GUINSAUGON, Philippines - A wall of mud and boulders swept down from a mountainside at terrifying speed Friday, burying this eastern Philippines farming village in up to 30 feet of sludge. Officials feared the death toll could climb past 1,500.

Chinese President Hu Jintao sent a message of condolence on Friday to Philippine President Gloria Macapagal-Arroyo over the heavy casualties and property loss caused by a massive landslide in the country.

In the message, Hu, on behalf of the Chinese government and people, offered sincere sympathies to President Arroyo, the Philippine government and the relatives of the victims.

The landslide left Guinsaugon — once a community of 2,500 people and an elementary school — looking like a giant patch of newly plowed land. Only a few jumbles of corrugated steel sheeting indicate Guinsaugon ever existed.


A small child is carried from a landslide on Leyte island in the eastern Philippines Friday, Feb. 17, 2006. A rain-soaked mountainside disintegrated into a torrent of mud on Friday, burying hundreds of houses and an elementary school in the eastern Philippines. Ten people were confirmed dead, and at least 1,500 were missing. [AP]
Survivors and others blamed persistent rains and illegal logging for the disaster.

The official death toll stood at 23. But the Philippine Red Cross estimated at least 200 dead and 1,500 missing. Significantly, only 53 survivors were plucked from the brown morass on Leyte island, about 400 miles east of the capital, Manila.

After suspending rescue efforts for the night, the search for survivors resumed Saturday morning. Relief planes headed to the remote village with food, water, sniffer dogs and search equipment.

Low clouds hung over the area after a night of sporadic rain. Rescue workers trudged slowly through the sludge, stretchers and ambulances waiting for survivors or the bodies of victims. The emergency crews were hampered by the thick, soft mud that remained unstable, along with flash floods spawned by two weeks of downpours that dumped 27 inches of rain.

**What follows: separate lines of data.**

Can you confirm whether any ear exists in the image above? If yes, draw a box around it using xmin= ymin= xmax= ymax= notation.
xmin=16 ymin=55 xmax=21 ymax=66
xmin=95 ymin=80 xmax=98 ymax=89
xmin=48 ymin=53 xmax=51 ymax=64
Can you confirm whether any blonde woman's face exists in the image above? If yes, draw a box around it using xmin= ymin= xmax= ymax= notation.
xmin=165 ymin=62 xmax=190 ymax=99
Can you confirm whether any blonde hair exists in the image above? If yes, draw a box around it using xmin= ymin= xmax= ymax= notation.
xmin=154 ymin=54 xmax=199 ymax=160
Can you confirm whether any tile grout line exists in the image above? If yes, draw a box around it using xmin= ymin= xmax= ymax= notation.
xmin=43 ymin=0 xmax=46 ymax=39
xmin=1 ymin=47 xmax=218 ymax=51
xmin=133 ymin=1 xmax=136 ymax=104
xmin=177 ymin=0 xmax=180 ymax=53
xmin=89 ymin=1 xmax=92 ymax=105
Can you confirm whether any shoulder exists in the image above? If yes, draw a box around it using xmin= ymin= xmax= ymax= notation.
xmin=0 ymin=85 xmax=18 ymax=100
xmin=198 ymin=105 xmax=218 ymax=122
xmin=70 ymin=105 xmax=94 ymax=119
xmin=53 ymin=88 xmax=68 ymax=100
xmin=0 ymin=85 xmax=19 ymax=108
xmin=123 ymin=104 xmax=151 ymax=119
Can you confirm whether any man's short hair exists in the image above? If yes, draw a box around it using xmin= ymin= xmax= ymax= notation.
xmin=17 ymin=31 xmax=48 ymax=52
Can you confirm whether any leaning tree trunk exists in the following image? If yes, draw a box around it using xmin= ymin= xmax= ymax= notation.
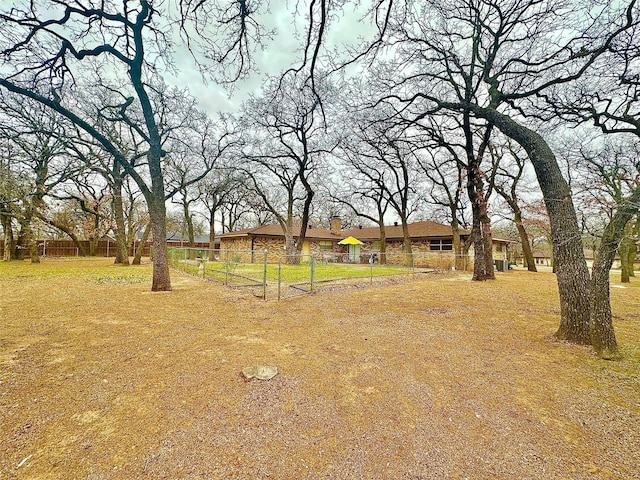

Guinsaugon's 375 homes had disappeared.

"Our village is gone, everything was buried in mud," survivor Eugene Pilo, who lost his family, told local media. "All the people are gone."

"It sounded like the mountain exploded, and the whole thing crumbled," fellow survivor Dario Libatan, who lost his wife and three children, told Manila radio station DZMM. "I could not see any house standing anymore."

Southern Leyte province Gov. Rosette Lerias asked for people to dig by hand, saying the mud was too soft for heavy equipment.

"I have a glimmer of hope, based on the rule of thumb — within 24 hours you can still find survivors," Lerias said. "After that, you move on to the recovery phase, but right now it's still rescue mode."